"""
Audit Protocol for Distributional Parity vs. Tail Disparity
===========================================================

A reproducible, assumption-light auditing toolkit that tests whether
low-order parity (means/variances/positive-rate) can coexist with
distribution- or tail-level disparities across a binary sensitive group.

Implements:
  - Matching/reweighting via propensity scores (with caliper trimming)
  - Balance checks on low-order statistics
  - Tail error gap with within-group bootstrap CIs
  - Weighted two-sample KS test with multiplier bootstrap p-value
  - Groupwise Expected Calibration Error (ECE) and ECE gap with bootstrap CIs
  - Alternative distances: MMD (Gaussian kernel, median heuristic) and Wasserstein-1
  - Multiple-testing control: Benjamini–Hochberg (BH) and Benjamini–Yekutieli (BY)
  - Robustness helpers to vary tail quantile and tolerances

Dependencies:
  - numpy, pandas, scipy, scikit-learn
"""

from __future__ import annotations
import argparse
import warnings
from dataclasses import dataclass
from typing import Dict, Optional, Tuple, List

import numpy as np
import pandas as pd
from scipy.stats import norm
from scipy.stats import wasserstein_distance
from sklearn.linear_model import LogisticRegression, Ridge, LogisticRegressionCV
from sklearn.model_selection import StratifiedKFold
from sklearn.preprocessing import StandardScaler


# --------------------------- Utilities ---------------------------

def _weighted_mean(x: np.ndarray, w: np.ndarray) -> float:
    w = np.asarray(w, float)
    x = np.asarray(x, float)
    w = np.clip(w, 0.0, np.inf)
    s = w.sum()
    return float(np.sum(w * x) / s) if s > 0 else np.nan


def _weighted_var(x: np.ndarray, w: np.ndarray) -> float:
    m = _weighted_mean(x, w)
    s = w.sum()
    return float(np.sum(w * (x - m) ** 2) / s) if s > 0 else np.nan


def _check_binary(arr: np.ndarray, name: str):
    vals = np.unique(arr[~np.isnan(arr)])
    if not set(vals).issubset({0, 1}):
        raise ValueError(f"{name} must be binary in {{0,1}}.")
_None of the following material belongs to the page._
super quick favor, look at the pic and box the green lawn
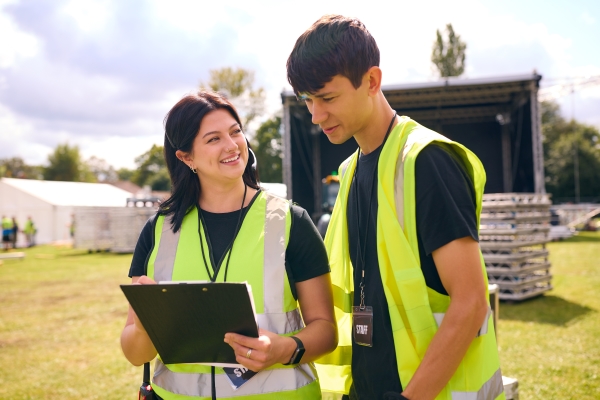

def _safe_quantile(x: np.ndarray, w: np.ndarray, q: float) -> float:
    """Weighted quantile in [0,1] using CDF inversion."""
    if not (0.0 < q < 1.0):
        raise ValueError("q must be in (0,1).")
    order = np.argsort(x)
    x_sorted = x[order]
    w_sorted = w[order]
    cdf = np.cumsum(w_sorted) / np.sum(w_sorted)
    idx = np.searchsorted(cdf, q, side="right")
    idx = min(max(idx, 0), len(x_sorted) - 1)
    return float(x_sorted[idx])


def _binarize_from_threshold(scores: np.ndarray, tau: float) -> np.ndarray:
    return (scores >= tau).astype(int)


# -------------------- Matching / Reweighting ---------------------

@dataclass
class MatchConfig:
    method: str = "propensity"  # "propensity" (supported)
    caliper: float = 0.2
    trim_ps: float = 0.02
    max_iter: int = 1  # placeholder for future iterative refinements


def propensity_weights(
    X: np.ndarray, G: np.ndarray, cfg: MatchConfig
) -> np.ndarray:
    """
    Propensity-score weighting with trimming and caliper conservative clipping.

    Returns per-sample weights w >= 0 with sum within each group equal to group size.
    """
    _check_binary(G, "G")

    # Standardize X for stability if present
    if X.size > 0:
        scaler = StandardScaler()
        Xs = scaler.fit_transform(X)
    else:
        # No covariates: weights default to 1 (no reweighting)
        return np.ones_like(G, dtype=float)

    # Logistic regression for p(G=1|X)
    lr = LogisticRegression(max_iter=200, solver="lbfgs")
    lr.fit(Xs, G)
    ps = lr.predict_proba(Xs)[:, 1]
    ps = np.clip(ps, cfg.trim_ps, 1.0 - cfg.trim_ps)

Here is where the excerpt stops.